United Kingdom Cambridge Music Festival: Jasdeep Singh Degun (sitar), with Harkiret Bahra (tabla). Pembroke College, Cambridge, 7.3.2024. (CC)
In the setting of the John Davison stage of Pembroke College’s wonderful new concert hall, Royal Philharmonic Society award-winner Jasdeep Singh Degun performed a short concert together with master tabla exponent Harkiret Bahra. The actual concert itself featured one raag, Jhinjhoti, with a short encore based upon Charukeshi.
The performance of raag is a high art form. A raag may be ascribed different parts of the day, and Jhinjhoti is an evening raag that is described by Wikipedia as ‘light and playful’; Bollywood lovers might like to know it was featured in the 1964 Telugu film Dr Chakravarty.
The performance of Jhinjhoti began, as is traditional, with an extended alap, an introductory section that more often than not emerges naturally from the settling down and tuning process. Singh Degan almost teased the performance into existence, allowing rhythm to gently infiltrate until it climaxed a markedly rhythmic passage, with strummed chords forming the bedrock of the higher-pitched improvisation.
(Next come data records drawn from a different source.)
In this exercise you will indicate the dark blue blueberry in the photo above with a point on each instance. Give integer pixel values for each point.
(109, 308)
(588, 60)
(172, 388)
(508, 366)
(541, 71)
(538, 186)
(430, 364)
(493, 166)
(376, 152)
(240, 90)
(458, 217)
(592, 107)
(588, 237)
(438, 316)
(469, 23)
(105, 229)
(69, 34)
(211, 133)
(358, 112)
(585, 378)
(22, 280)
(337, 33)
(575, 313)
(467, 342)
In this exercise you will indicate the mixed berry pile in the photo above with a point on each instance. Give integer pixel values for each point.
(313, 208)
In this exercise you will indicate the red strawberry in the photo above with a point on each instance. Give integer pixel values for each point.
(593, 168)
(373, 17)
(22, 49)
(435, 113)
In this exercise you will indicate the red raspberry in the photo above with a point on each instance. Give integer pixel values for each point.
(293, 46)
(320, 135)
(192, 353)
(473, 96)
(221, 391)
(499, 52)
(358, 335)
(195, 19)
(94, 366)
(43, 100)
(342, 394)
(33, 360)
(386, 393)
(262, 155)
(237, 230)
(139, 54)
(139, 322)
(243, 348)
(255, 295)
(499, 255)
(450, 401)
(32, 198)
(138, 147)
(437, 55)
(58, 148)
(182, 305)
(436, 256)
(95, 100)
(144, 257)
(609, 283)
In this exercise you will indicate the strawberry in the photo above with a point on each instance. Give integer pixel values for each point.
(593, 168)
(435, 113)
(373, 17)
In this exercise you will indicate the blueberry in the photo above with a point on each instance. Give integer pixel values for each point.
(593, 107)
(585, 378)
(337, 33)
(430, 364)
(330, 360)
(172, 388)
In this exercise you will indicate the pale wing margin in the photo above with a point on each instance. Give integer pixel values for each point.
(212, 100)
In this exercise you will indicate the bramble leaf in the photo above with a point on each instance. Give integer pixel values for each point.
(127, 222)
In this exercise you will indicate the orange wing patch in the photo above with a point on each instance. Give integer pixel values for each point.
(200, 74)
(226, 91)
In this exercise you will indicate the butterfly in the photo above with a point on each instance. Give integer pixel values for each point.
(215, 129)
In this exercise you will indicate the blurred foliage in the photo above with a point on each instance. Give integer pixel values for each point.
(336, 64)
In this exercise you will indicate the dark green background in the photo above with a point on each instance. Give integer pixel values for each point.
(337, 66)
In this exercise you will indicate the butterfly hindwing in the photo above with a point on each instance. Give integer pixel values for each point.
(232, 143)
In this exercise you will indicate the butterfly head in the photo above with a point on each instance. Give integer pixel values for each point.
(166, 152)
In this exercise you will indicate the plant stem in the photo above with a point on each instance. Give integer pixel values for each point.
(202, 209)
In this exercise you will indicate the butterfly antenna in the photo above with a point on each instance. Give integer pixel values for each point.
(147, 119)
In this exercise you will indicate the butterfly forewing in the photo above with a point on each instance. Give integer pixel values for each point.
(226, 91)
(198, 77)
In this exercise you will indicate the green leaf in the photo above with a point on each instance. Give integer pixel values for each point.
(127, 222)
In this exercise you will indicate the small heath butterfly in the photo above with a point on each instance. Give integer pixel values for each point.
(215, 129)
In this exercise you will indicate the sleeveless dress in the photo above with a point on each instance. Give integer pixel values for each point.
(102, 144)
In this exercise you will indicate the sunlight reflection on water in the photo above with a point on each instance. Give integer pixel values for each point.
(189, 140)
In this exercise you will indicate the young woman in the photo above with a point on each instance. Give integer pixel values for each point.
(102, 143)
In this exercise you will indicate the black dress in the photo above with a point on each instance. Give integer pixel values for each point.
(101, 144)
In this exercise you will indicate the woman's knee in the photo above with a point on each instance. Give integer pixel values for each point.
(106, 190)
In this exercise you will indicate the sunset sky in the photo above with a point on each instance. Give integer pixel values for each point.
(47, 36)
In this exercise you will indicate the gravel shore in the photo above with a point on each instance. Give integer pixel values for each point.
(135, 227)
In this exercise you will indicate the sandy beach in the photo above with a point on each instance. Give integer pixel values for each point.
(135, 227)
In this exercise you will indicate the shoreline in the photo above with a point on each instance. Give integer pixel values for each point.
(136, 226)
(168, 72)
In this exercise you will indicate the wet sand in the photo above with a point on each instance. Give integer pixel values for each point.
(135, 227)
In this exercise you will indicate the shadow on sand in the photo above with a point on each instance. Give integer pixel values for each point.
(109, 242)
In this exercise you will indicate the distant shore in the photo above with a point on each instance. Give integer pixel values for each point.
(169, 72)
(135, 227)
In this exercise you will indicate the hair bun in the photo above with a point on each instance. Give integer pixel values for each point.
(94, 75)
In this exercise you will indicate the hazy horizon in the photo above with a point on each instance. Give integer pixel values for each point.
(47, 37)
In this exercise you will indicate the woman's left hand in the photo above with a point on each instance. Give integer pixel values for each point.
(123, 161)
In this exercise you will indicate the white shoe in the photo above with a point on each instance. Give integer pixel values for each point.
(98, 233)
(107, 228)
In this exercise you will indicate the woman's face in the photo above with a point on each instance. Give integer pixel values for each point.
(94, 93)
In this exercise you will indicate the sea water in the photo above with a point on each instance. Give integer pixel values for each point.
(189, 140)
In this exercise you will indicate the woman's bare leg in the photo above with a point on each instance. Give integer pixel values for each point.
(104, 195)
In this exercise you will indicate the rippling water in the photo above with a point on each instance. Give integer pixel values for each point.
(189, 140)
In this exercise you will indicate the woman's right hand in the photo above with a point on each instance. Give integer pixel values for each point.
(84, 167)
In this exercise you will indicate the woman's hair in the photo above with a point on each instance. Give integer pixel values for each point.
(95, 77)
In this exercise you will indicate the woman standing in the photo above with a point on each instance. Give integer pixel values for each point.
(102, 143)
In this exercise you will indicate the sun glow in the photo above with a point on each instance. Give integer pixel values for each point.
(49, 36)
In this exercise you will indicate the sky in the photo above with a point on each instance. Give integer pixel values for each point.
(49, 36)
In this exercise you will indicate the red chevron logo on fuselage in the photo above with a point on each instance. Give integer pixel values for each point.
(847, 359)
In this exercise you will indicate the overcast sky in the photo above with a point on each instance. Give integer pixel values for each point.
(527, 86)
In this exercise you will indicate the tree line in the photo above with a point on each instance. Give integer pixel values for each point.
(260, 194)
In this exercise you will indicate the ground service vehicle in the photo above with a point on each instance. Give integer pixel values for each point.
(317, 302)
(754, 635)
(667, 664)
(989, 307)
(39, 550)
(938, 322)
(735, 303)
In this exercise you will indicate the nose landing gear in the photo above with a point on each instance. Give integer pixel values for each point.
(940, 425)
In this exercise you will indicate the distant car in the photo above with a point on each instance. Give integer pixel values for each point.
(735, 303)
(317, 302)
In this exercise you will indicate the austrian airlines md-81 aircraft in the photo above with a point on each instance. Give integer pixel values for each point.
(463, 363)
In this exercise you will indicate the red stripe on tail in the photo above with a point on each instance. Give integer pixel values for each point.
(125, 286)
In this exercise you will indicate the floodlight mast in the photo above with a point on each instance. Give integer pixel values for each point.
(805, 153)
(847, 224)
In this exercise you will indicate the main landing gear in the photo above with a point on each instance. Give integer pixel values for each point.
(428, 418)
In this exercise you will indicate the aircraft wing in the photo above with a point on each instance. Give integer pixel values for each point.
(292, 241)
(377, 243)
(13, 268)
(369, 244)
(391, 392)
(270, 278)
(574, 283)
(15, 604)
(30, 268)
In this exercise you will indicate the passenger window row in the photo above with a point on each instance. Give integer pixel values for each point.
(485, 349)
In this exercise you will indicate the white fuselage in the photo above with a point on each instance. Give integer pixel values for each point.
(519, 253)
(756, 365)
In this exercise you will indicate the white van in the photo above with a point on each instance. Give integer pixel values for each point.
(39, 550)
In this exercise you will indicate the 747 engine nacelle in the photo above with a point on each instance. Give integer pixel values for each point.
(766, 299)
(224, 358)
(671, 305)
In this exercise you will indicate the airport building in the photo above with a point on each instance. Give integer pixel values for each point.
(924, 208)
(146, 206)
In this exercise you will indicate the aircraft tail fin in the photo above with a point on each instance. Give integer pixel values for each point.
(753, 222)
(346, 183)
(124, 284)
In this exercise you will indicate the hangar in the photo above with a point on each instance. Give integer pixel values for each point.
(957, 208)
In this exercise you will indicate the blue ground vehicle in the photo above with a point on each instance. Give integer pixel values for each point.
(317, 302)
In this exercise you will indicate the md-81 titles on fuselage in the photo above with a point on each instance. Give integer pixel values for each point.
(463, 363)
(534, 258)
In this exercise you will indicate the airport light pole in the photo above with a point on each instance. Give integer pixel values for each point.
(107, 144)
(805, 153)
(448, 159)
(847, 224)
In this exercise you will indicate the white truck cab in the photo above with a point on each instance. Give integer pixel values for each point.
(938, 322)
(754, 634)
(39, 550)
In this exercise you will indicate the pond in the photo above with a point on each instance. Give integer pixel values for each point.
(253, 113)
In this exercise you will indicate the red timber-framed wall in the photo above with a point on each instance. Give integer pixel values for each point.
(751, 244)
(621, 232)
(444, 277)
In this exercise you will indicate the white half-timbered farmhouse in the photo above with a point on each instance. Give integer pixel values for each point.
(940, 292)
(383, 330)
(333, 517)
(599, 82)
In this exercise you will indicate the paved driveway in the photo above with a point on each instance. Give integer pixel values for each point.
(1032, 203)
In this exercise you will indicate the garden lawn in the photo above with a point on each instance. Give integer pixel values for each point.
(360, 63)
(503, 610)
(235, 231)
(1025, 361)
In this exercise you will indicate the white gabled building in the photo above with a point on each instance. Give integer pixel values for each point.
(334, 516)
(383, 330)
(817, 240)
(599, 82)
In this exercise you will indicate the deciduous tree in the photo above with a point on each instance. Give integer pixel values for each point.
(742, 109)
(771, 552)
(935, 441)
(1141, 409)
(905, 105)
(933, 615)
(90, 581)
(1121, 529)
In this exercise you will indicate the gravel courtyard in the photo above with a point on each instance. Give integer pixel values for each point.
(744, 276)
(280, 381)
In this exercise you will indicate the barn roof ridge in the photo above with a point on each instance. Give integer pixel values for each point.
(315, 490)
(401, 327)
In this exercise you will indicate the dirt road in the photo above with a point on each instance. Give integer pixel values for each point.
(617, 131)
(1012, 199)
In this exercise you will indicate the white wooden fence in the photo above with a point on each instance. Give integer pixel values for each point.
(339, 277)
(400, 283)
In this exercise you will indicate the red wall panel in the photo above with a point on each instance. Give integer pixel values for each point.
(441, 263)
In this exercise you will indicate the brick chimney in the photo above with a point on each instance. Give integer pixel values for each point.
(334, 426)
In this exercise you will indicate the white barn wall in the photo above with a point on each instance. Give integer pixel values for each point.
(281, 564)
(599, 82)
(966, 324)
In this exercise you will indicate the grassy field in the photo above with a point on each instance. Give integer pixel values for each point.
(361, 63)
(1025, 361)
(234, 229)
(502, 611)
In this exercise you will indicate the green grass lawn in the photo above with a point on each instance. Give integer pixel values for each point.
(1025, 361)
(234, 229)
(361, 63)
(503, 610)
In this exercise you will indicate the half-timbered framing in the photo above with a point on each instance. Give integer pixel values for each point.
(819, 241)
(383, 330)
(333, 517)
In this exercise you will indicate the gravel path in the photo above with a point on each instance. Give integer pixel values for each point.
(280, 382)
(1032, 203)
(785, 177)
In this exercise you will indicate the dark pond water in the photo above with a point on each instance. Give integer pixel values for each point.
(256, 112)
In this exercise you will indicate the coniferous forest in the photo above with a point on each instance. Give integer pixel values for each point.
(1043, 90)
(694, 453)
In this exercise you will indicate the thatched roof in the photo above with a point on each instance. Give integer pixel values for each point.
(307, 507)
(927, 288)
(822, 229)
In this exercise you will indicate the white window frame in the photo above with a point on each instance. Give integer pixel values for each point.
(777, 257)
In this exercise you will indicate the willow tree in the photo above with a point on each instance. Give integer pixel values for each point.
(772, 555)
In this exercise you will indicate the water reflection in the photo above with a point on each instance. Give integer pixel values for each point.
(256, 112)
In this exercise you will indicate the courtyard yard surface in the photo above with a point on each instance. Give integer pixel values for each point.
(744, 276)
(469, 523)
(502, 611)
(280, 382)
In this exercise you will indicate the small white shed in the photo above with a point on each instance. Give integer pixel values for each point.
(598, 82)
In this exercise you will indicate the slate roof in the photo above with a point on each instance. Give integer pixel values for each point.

Throughout, one notes a very subtle, and varied, use of ‘vibrato’ and more extended bending of pitch.
The sheer variety of colour was astonishing from one instrument; in the sitar-only opening section, tabla player Harkiret Bahra looked entranced – and often delighted.
While one can map some of the musical processes heard in raag onto Western praxis (registral imitation, for example, or descending stepwise scales enhanced by upper neighbour-notes and, later, good old turns – music theorist Heinrich Schenker would have a ball!), raag has its own highly individual world. Honed through many centuries and offering a tradition of vivid improvisation still vibrantly alive today.
The tabla entered ever so gently. Singh Degun and Bahra are regular collaborators (as you can see a lockdown performance of the raag Charukeshi on YouTube, whose relevance will become clear shortly). The lower pitched of Bahra’s two drums seemed almost to speak its own language. Together from that point, Singh Degun and Bahra provided a varied route: there is a real analogy here with the idea borrowed from the art world of Paul Klee’s ‘taking a line for a walk’, perhaps (a line is a dot taken for a walk). Here, it is the raag itself that gets fresh air, and while many performances are linear in their increased striation towards a fast (and louder) climax, Singh Degun and Bahra offered an altogether more variegated experience. Most notable were the moments of near silence when the musical surface seemed to evaporate down to its barest essentials, and thence to silence, only to be taken up again. This was daring improvisation, and all the more exciting for it …
… and when the fast and furious passages came, they flew past, with sitar glissandos like slingshots. This was, from both Singh Degun and Bahra, a prime example of what the Western world would call ‘virtuosity’; and yet it was so much more, it was an explosion of possibilities from the raag itself.
One encore: Jasdeep Singh Degun released his debut album, Anomaly, in 2022. Here, it was the track Veer, based on the raag Charukeshi referred to earlier in this review.
A phenomenal evening, received with enthusiasm by the capacity audience.